Yo no voy a parir tomates
maduros – Se dijo – primero muerta
CO-TO-PRIX – leyó en un
cartel que estaba ubicado a un lado de la vía. Anticipadamente había acordado
con el conductor para que se detuviera justo cuando llegaran allí. Eran las dos
de la tarde. Al descender, una ventisca caliente rondaba en la intemperie. Se
sintió desolada y tan huérfana como sus ganas de tener un hijo antes de los
treinta. Por indicaciones previas de Luz Elena, abordó un automóvil
destartalado que la condujo al pueblo cinco minutos después. La primera
impresión fue deprimente. La casa vislumbraba una tenacidad triste. No tenía
jardín y estaba rodeada de un cercado rustico construido con alambre púa y
madera de trupio. No tuvo hambre. Ingresó casi a tientas a la casa y se sentó en la
última silla. Había ocho personas esperando el turno correspondiente. Desde su
llegada, un hombre de piernas inquietas no la perdió de vista en ningún
momento. La siguió con la mirada hasta que se sentó en la última fila. Ella no
lo miró, pero sintió el peso de sus ojos desvistiéndola desaforadamente y un
asco repentino le produjo nauseas.
Se sintió indispuesta otra
vez.

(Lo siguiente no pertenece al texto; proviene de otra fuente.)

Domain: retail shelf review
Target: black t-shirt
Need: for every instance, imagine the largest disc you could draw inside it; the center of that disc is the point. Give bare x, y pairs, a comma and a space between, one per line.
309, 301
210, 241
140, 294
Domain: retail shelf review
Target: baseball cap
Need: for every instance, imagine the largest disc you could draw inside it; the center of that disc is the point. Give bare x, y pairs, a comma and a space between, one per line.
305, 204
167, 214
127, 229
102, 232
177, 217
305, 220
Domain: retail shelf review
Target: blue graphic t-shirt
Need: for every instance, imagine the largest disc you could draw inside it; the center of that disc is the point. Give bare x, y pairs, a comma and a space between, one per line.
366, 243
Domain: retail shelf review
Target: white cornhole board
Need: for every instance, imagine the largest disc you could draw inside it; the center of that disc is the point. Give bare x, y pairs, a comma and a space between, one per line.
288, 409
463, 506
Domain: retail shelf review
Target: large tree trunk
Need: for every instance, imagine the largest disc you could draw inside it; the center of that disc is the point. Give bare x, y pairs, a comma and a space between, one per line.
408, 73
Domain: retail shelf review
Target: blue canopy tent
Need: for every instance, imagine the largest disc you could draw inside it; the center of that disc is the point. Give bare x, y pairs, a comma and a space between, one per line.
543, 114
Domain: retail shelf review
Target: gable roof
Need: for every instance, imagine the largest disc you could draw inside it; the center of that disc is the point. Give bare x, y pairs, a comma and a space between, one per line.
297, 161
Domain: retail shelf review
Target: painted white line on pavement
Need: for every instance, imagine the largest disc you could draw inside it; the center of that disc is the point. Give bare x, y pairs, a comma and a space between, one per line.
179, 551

Frente a la puerta entreabierta, vaciló su ímpetu. Su imaginación no había
acertado con la realidad: "Mamita" era una
mujer joven, de rostro pulcro y fulgor lozano, mediana, de treinta
y dos años, de implicaciones frívolas pero de alma dócil y bondadosa. Fumaba un
tabaco de forma invertida, con la brasa hacia dentro de la boca.
¿Qué te trae donde "Mamita"? – Le dijo con ternura. A Emma le sobrevino nuevamente el alma al cuerpo.